If you've used [changesets](https://github.com/changesets/action), you might wonder how Craft differs. The main philosophical difference is that Craft doesn't require you to commit changelog-related files into your repo. With changesets, you need to:

1. Create a changeset file for each PR (an extra step to remember)
2. Manually specify the semver bump type in that file
3. Commit these temporary files to your repo
4. Remove them during release, creating churn

With Craft, all that information lives where it naturally belongs: in your PR titles, descriptions, and labels. No extra files, no extra steps, no repo churn. The changelog is generated automatically from information that's already there.

### Beyond Sentry

With features like automatic versioning, intelligent changelog generation, revert handling, and proper GitHub Actions integration, Craft is becoming a solid option for anyone who wants a consistent, sound, and low-friction release process. And yes, that includes teams outside Sentry.

Looking ahead, we want to make Craft even more accessible to the broader community. That means splitting the omnibus Docker image, and making the built-in targets more modular, so you can customize Craft for your specific needs without forking the whole thing.

## Thank You 🙌

None of this would have happened without the contributions and feedback from you Sentaurs. Special thanks to:

- **Miguel** (@betegon) - for code reviews, ideas, motivation
- **Aditya** (@MathurAditya724) - for code reviews, ideas, motivation
- **Ivana** (@sentrivana) - for code reviews, issues, and being an early adopter
- **Hubert** (@hubertdeng123) - for code reviews and support
- **Andrei** (@andreiborza) - for all things AWS Lambda
- **Daniel Szoke** (@Lms24) - for code contributions, documentation, and code reviews
- **Stefan Pölz** (@Flash0ver) - for dotnet fixes and code reviews

Special thanks to **Stephanie** for organizing the brownbag session in Vienna about Craft - that session was vital in getting everyone engaged and collecting valuable feedback. And to everyone who attended and shared their thoughts: your input shaped many of these improvements.

## Feedback Welcome! 🙏

Here's the thing™: I'm genuinely excited about where Craft is heading, and I'm eager to make it better. If you've got issues - old ones, new ones, feature requests, or just complaints about that one thing that's been bugging you for years - I want to hear about them.

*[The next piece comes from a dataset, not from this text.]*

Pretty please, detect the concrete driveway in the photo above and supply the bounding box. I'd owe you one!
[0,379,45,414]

Drop me a message, file an issue, or just leave a comment. I'm actively working on Craft and happy to tackle whatever comes up. This is the kind of infrastructure work that quietly makes everyone's life better, and I'm here for it.

LFG 🚀

[^1]: It's not actually living there. That would be creepy. It just reads the messages. Still creepy? OK moving on.
[^2]: It doesn't. But it handles reverts correctly, which is almost the same thing in software.
[^3]: The Vitest migration alone touches ~30 test files. Don't ask me how I know this.